This article is from the Australian Property Journal archive
AUSTRALIA’S national industrial and logistics market remains the tightest in the world, despite the first upwards movement in the vacancy rate in years – and more are on the way.
CBRE’s Industrial and Logistics Vacancy report showed a lift in vacancy rates for all major markets across Australia in the second half of 2023, from 0.6% to 1.1%.
Sydney rose from 0.2% to 0.5%, but still claims the lowest vacancy rate of any city in the world.
“We are now beginning to see upward movement in the vacancy rate across all major markets. Although the movements are not significant and remain at relatively low levels, we expect this increase to continue throughout 2024 as demand normalises and greater supply enters most markets,” said Sass J-Baleh, CBRE’s head of industrial and logistics research.

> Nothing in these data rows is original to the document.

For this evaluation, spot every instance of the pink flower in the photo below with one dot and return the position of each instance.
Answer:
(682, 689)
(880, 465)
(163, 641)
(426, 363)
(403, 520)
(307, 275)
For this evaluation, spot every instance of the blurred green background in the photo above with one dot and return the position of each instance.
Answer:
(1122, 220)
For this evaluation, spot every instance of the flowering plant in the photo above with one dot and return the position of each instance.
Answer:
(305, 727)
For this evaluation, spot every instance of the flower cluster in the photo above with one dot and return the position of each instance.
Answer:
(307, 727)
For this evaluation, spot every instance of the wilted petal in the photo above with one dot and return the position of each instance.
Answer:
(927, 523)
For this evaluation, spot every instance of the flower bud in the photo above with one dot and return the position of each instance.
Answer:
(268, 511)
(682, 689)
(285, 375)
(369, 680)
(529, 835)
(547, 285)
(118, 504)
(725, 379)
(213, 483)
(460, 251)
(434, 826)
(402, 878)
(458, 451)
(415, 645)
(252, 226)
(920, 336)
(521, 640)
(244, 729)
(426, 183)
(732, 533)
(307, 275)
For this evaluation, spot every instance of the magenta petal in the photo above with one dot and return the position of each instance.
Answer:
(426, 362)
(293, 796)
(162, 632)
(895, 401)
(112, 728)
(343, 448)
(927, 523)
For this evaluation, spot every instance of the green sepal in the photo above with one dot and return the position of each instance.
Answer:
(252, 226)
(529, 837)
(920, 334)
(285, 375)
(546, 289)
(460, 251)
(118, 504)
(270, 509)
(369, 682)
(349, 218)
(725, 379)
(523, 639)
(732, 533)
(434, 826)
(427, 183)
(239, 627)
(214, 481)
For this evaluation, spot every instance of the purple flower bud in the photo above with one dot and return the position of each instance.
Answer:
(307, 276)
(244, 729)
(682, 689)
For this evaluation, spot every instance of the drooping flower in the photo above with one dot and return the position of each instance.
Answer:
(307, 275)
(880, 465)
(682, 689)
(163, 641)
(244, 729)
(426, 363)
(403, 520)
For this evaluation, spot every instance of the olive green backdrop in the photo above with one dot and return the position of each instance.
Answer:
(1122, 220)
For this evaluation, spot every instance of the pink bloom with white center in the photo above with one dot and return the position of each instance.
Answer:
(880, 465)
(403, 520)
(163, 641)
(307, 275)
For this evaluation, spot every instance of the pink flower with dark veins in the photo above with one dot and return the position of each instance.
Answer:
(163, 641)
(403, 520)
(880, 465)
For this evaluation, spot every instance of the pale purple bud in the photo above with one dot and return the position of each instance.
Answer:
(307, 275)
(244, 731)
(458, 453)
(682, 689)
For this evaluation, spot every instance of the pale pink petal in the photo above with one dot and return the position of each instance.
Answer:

Net absorption continues to be dominated by occupier expansion, reaching 1.1 million sqm over the second half. This was concentrated in the Sydney and Melbourne markets as new floorspace was readily absorbed; a combined total of 1.3 million sqm of new supply has been added to Sydney and Melbourne in the second half.
CBRE’s industrial and logistics regional director, Cameron Grier said, occupiers will “finally start having some choice in 2024”, although most are tipped to be taking the flight to quality journey.
“With this increased supply, it’s important to note most markets will remain well below historical vacancy levels.”
Sydney vacancies to lift further
Vacancy levels continue to be at an all-time low in Sydney due to the lack of available space. The vacancy rise in the second half was mainly owing to higher sub-lease activity – representing 70% of the total vacant space in the Sydney market.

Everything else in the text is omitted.